A photograph of Harvey W. Cushing, M.D., lies flat in one of the glass cases that ring the rotunda in the Cushing/Whitney Medical Library. In the picture, the pioneering neurosurgeon leans against a stone barrier along the Axenstrasse roadway in Switzerland, his face pensive as he peers at unseen landscapes, a cigarette balanced easily in his left hand. Next to the photo sits an advertisement: “More doctors smoke Camels than any other cigarette.”
The photo and ad are part of a library exhibit highlighting the dueling campaigns of the tobacco industry and the anti-smoking movement. “Selling Smoke: Tobacco Advertising and Anti-smoking Campaigns” ran from May 15 through Sept. 12.
The tobacco industry is notorious for shamelessly persuasive advertising, using everything from sex to Santa to sell its products. They hired celebrity spokespeople (“Smoke [Philip Morris] for pleasure today,” says Lucille Ball, of I Love Lucy, in an ad. “No cigarette hangover tomorrow,” adds her husband and co-star Desi Arnaz); advertised promotions and giveaways (“1,000 gifts you can get for free with B&W Raleigh Coupons …”); and even touted supposed health benefits (“Smoking Camels has been found to have a marked beneficial effect on digestive action. … Camels set you right!”). The industry aimed to integrate smoking into everyday life and largely succeeded. Appliance companies gave away lighters with refrigerators; restaurants and businesses advertised on matchbooks; and tobacco ads regularly appeared on primetime television. Americans spent much of the 20th century cloaked in clouds of cigarette smoke.

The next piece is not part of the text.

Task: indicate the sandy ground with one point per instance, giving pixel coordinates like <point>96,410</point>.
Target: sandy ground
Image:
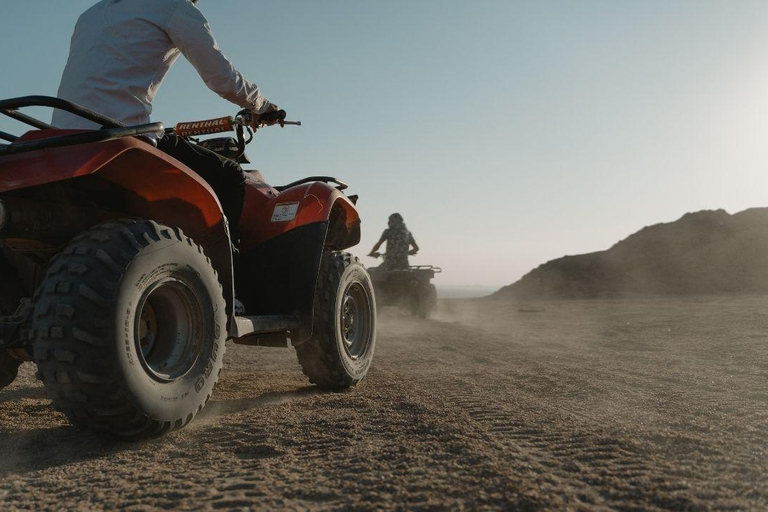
<point>630,405</point>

By 1964, the year of the first U.S. Surgeon General’s Report on Smoking and Health, 70 million Americans were smokers. Nearly half of all adults smoked, fueling an $8 billion industry. Smoking’s negative health effects were well known, but tobacco sales remained unregulated even as the famed Marlboro men began to die of smoking-related diseases like chronic obstructive pulmonary disease.
“The funny thing is the Food and Drug Administra-tion didn’t step in to try to extensively regulate tobacco until 1996,” said Melissa Grafe, Ph.D., the John R. Bumstead Librarian for Medical History and a curator of the exhibit. “But the Federal Communications Commission and the Federal Trade Commission engaged early in the fight against the tobacco industry, especially concerning false advertising.” The FTC brought lawsuits against cigarette companies as early as the 1930s for misleading advertisements. The American Cancer Society and the American Lung Association took up the fight against Big Tobacco, but what really launched the anti-smoking movement was secondhand smoke.
All told, cigarettes caused 100 million deaths in the 20th century, and many of the dead were nonsmokers. “I remember getting on a plane and asking for a nonsmoking seat,” recalled Jocelyn Malkin, M.D. ’52, who identified smoking as a risk factor for cancer in her medical school thesis. “I was in a nonsmoking seat, but the seat next to me was a smoking seat. That’s what was going on and it wasn’t so long ago.” Smoking wasn’t banned on domestic flights in the United States until 1998.
Lawsuits against the tobacco industry by innocent victims of tobacco—such as flight attendants stuck for hours in airliner cabins with smoking passengers—were critical to the success of the anti-smoking movement. (Other innocent victims included children and unborn babies.) “The estimate is that 8 million lives have been saved because of anti-smoking efforts,” said Grafe.
Today only 18 percent of adults are smokers, and 26 states and the District of Columbia have banned smoking indoors. Alas, history may already be repeating itself. The use of traditional cigarettes may be declining, but e-cigarettes—battery-operated devices that deliver nicotine, flavor, and other chemicals—are growing in popularity. And e-cigarettes are not yet regulated by the FDA.